Actor Sam Claflin experiences the hell and horror of war in two stunning new films.

Claflin and Gemma Arterton employ clipped diction and understated glances in Their Finest (which opens here on April 21): a stirring romantic comedy about an introspective producer (Claflin) running the government’s propaganda film unit in World War II. He hires a woman (Arterton) to create scripts and story ideas to help boost the war effort at home.

The movie, directed by Lone Scherfig, has priceless supporting performances by Bill Nighy, Rachael Stirling and Helen McCrory.

And Claflin recently completed work on Saul Dibb’s powerful screen version of R. C . Sherriff ’s play Journey’s End: a portrait of what it was like for a British unit in the trenches.

The 30-year-old actor plays Captain Stanhope, a sensitive alpha male and brilliant leader who has become a hard drinker: booze his only solace on the Front. The actor gives peerless performances in both pictures — and now other producers and film-makers are sitting up and taking note. “Sam goes to very dark places in Journey’s End,” said director Dibb, admiringly. “He looks like a man who has endured the awful things that happened over there.”

Whisky is Stanhope’s crutch. It helps him cope when he has to send his men out on raids, knowing full well most won’t return.  Stanhope and his officers — superb acting from Paul Bettany, Stephen Graham and Asa Butterfield; with Toby Jones as cook — spend most of their time discussing the menu; the ‘yellow’ soup; the ‘cardboard’ chops. “They can’t talk about their fear, so they talk about food. It’s how they deal with their feelings,” Dibb said.

His exceptional film (which he hopes will be released this autumn, in time for Armistice Day, and before the 100th anniversary of the ending of World War I next year) hurls the audience right into those hellish dugouts.

Claflin has done fine work before now. He was particularly striking in the television dramas Any Human Heart and White Heat, and I mustn’t forget about his performance opposite Rachel Weisz in the lushly produced film My Cousin Rachel, due out this summer.

But suddenly, he’s outstanding. He laughed when I say this and said he never intended to become an actor. “I ate, drank and slept football. I have played every single position bar goalkeeper. I didn’t have any inkling of what I wanted to do with my life, other than play or coach or live football.”

But at 16 he broke his ankle, and was in plaster for six weeks. During convalescence, he started wondering about the beautiful game. Was he, actually, any good? “My mum always says that even when I was playing football, I was still a drama queen,” he added.
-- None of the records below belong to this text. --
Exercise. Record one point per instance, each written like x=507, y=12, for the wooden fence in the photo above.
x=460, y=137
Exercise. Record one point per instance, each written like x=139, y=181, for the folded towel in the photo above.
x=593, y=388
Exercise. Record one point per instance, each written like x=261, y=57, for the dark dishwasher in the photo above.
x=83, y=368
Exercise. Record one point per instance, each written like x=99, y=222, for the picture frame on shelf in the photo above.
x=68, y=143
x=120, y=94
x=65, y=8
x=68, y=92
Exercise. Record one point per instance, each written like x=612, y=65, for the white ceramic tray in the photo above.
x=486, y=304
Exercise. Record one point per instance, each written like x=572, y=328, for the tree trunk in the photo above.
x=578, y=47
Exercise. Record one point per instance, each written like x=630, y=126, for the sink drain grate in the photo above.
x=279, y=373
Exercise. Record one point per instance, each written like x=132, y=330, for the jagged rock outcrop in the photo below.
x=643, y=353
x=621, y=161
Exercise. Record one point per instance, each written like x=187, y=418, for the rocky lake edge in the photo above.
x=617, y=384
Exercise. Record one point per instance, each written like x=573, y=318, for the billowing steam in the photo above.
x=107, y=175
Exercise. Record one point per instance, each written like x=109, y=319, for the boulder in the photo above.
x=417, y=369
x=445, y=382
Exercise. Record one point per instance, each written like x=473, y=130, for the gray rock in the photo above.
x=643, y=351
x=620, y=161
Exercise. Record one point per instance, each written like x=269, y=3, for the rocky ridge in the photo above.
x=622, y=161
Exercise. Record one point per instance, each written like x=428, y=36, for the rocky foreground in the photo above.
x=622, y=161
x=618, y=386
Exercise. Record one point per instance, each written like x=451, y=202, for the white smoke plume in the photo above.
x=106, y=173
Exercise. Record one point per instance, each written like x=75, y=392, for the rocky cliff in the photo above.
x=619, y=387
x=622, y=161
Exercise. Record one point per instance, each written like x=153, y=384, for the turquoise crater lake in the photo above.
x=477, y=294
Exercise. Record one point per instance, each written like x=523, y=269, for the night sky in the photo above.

So once his ankle healed, he gave real drama a go. Musicals first: third priest in Jesus Christ Superstar. Hungarian phony in My Fair Lady. Then Dodger in Oliver! He applied for musical theatre courses, but realised he couldn’t dance.

But later he was accepted by LAMDA, and has worked steadily ever since. He and his actress wife Laura Haddock have a toddler son. It’s clear from two conversations with Claflin that he’s crazy about both of them. He has become buddies with Arterton, too.

He likes the fact that both come from working-class backgrounds. “We’re now officially very good friends,” he laughed. “She’s not afraid of pushing you as an actor; and she’s not afraid of being pushed.” Though he did once push too far.

“On the set of Their Finest I accidentally knocked her over when I ran into her. She went flying. She forgave me though,” he said sheepishly.